We are creating a small yard at the back of our property about 220m2 (720 feet sq) to keep a couple of goats and some chooks (Australian for chickens ) in. We have the goats in a separate temporary yard and have not got the chooks yet. The problem is that we want to put some "stuff" in the yard for the chickens to scratch around in as we know from past experience that chickens tend to turn anything into a dustbowl in weeks if they don't have some straw and other vegetation to scratch around in. I have started making a pile of weeds, garden scraps and old hay/straw in the middle of where the new yard will be. Our concern is the health of the goats. We know that we have to be more careful what we feed the goats compared to the chickens and that they can have problems especially if things go mouldy, but we want the chickens to have something other than bare dirt. We will keep the food separate (in the chook house for the chickens so the goats can't get it) and we have a hopper to keep the hay clean for the goats. What about the ground though? What is safe to keep around on the ground for both chickens and goats? Thanks everyone!  Mark


----------



## deerbunnyfarm (Dec 14, 2015)

I want to follow...


We just have grass. Lol. It got really muddy this winter so we laid down a thick layer of straw over about a quarter acre of it to reseed and keep them out of the mud if they felt like exploring. Other than that, our chickens just scratched around in the grass. The one dusty area they made was for their own health; dust baths keep chickens clean and cool, and help with mites/lice and such.


----------



## windswept (Oct 26, 2015)

My goats and chickens co mingle during the day. The chickens have their own pen and coop but a small hole in the fence between lets the chickens have run of both pens/paddocks. I find it works better than always letting the chickens out to free range since we have predators of all sorts. The goats are like guardians and nothing messes with the herd queen. At dusk the hens go in by themselves or I call them back to the coop and give them a treat once inside. This works pretty well for us. I only have 7 goats and 8 hens.


----------



## GodsGarden (Feb 6, 2015)

hhuummm. I had roosters in with my goats for a while. One of my goats would go rooster bowling, lol, was the funniest thing. But they were mean so didn't mind. 

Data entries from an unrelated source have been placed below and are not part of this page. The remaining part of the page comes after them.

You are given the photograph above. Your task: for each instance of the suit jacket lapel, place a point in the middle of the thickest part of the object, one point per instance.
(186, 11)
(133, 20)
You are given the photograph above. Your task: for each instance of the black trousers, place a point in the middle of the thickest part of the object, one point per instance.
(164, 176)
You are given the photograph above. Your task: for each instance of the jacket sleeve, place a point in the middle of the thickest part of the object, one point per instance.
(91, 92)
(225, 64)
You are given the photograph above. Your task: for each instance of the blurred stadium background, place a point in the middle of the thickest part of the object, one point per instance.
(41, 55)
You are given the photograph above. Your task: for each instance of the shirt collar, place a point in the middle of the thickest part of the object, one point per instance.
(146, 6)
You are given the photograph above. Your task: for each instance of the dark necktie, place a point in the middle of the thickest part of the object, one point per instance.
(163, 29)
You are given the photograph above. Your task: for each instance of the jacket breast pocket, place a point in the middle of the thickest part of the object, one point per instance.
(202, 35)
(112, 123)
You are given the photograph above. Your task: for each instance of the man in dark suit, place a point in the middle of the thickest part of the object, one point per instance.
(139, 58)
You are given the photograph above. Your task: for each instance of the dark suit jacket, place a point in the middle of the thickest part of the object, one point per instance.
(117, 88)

My goats won't eat anything off the ground. Well like if I pluck a weed, that they would eat normally, and toss it in the goat pen they will only eat the pieces that don't touch the ground. Kitchen scraps they only ever eat out of a bucket. They are clean freaks. Dirt touches anything they won't eat it. Maybe your goats are the same and won't touch what you put out for the chickens?


----------



## ShireRidgeFarm (Sep 24, 2015)

Anything I put on the ground for the chickens my goats will eat. Usually it's old hay to make a path over the snow in the winter, so it's the kind of stuff they eat anyway. Different clippings from around the yard might be a problem if you happen to throw in something that would be poisonous for goats, like trimmings from an ornamental plant or something like that. Just as long as you don't give them anything strange, I expect the goats will eat some and the chickens will eat some, and then kick the rest of it around.


----------



## Laney3535 (Jun 25, 2012)

We turned one of our stalls into a chicken coop with fully enclosed walls. And the door opened into the Community pen. Then we cute a small hole in the wall to go outside into a chicken run, a place where the chickens could go, but goats couldn't. And we fed them in there so the goats couldn't get in there hahaha. But they love very well with the goats. I have a polish who sits on my goats and picks stuff off of them hash.


----------



## tiggers (Jan 25, 2016)

*Thanks everyone!*

Thanks everyone for your kind thoughts and replies, so very helpful. We'll be finishing the enclosure this week, so we'll put the goats in first and see what they do. I'll post some pictures up if there is somewhere to do that?
Best all!
Mark


----------



## Clarebear12345 (Dec 2, 2015)

My chickens live with (and love!) my goats, my goat Bibi used to be with chickens all the time at her old home and there is this one chicken that always hangs out with her. They live together, drink water together and eat the same food.


----------